What is Failover?
Failover is an alternative monitoring instance that is used to ensure your network remains monitored even when your primary monitoring setup goes down. Network Configuration Manager helps in ensuring efficient network configuration management by allowing you to configure a secondary monitoring instance on a separate server.
How does Failover work?
The primary server updates a value called heartbeat in the database. The heartbeat value is a counter that is incremented by the primary server at a specific frequency of time. The secondary server monitors the heartbeat value to check if it is being updated in the specified time interval. When the primary server goes down, it will not be able to update the heartbeat value in the database. If the heartbeat value in the database is not updated for the last 60 seconds, the primary server is considered to have gone down and the secondary monitoring instance takes over. This secondary server will continue monitoring the network as long as it is up. Meanwhile, if the primary server is up (recovered and restarted), it will take the standby mode and let the secondary server continue monitoring.
The information between the primary and secondary instances are synced periodically, thus ensuring that you don't miss critical monitoring data ( such as syslog messages etc., ) when your primary Network Configuration Manager instance goes down.
What are the prerequisites?
- Apply the failover add-on: Apply the Failover - Hot Standby Engine add-on in your primary instance. You can purchase the add-on for Professional Edition from here (Note: Failover is supported in both MSSQL and remote PGSQL setups. To configure failover for remote PGSQL setup, click here.

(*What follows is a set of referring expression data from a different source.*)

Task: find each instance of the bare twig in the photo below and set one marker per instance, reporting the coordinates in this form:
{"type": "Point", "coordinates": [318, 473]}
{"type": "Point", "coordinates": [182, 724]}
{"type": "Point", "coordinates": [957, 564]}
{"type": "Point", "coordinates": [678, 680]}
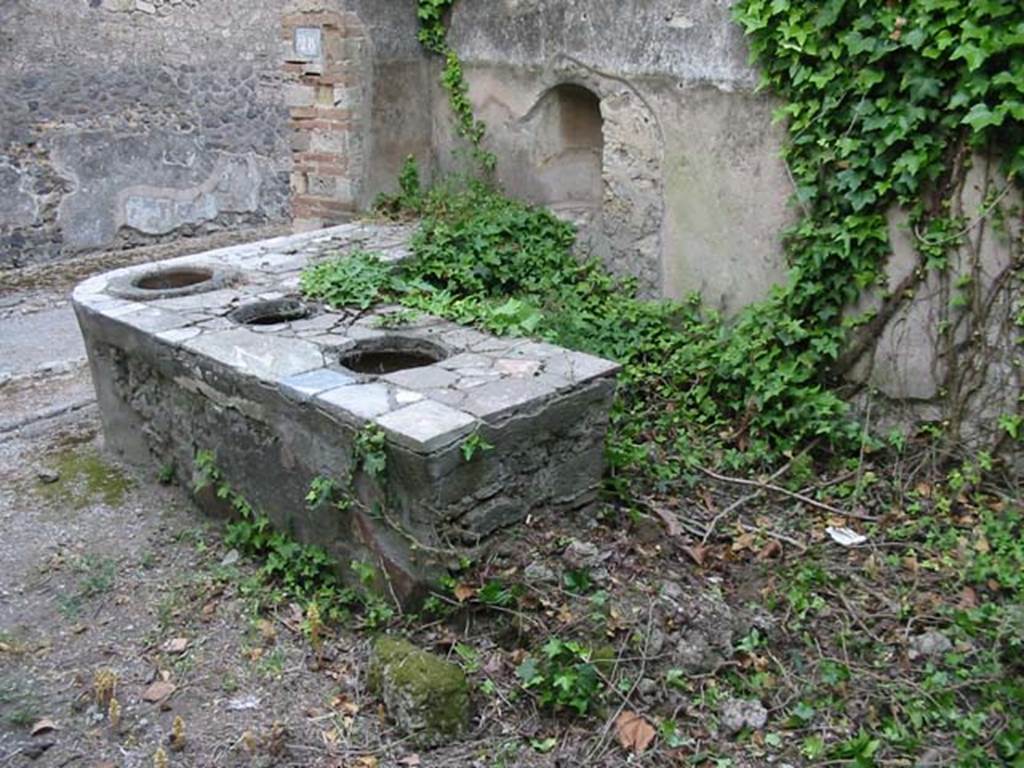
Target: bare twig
{"type": "Point", "coordinates": [784, 492]}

- Have the database in a separate server: Ensure that the database for your Network Configuration Manager installation is setup in a separate server and not the same server in which the primary or secondary Network Configuration Manager instance is installed (MSSQL setup preferred).
- Create a shared folder in a separate server: Some data in Network Configuration Manager are stored in files which are present in the local directory. When failover is configured, instead of a local directory, these files are stored in a shared folder that is accessible by both primary and secondary servers . This ensures that there is no data loss when the secondary server takes over the monitoring process.
Create a folder in a separate server and share it with both the primary and secondary servers. Ensure that both primary and secondary servers have access to the shared folder with write permission.
( Note: The server in which the folder is created should be in the same domain in which your primary and secondary servers are configured. Also, the server in which the folder is created should not be the same server in which the primary or secondary instance is configured). Click here to learn how to share a folder with both primary and secondary instances.
- Have a virtual IP address: A Virtual IP address is a common IP address that is shared by both primary and secondary server on the same subnet. When the one server goes down, the virtual IP points to the other server.
- Hardware and software requirements
- Both the primary and secondary instances should be installed in Windows systems.
- The same version of Network Configuration Manager should be installed in both servers.
- Both primary and secondary Network Configuration Manager services should have the same port and protocol ( http / https ).
- Both primary and secondary servers should have the same time and time zone.
- Both primary and secondary servers should have the same hardware configurations.
- Network requirements
- Both primary and secondary servers should have a static IP address.
- The virtual IP should be static and in IPv4 format.
- The primary server and secondary server should be able to resolve each other's host name and IP address.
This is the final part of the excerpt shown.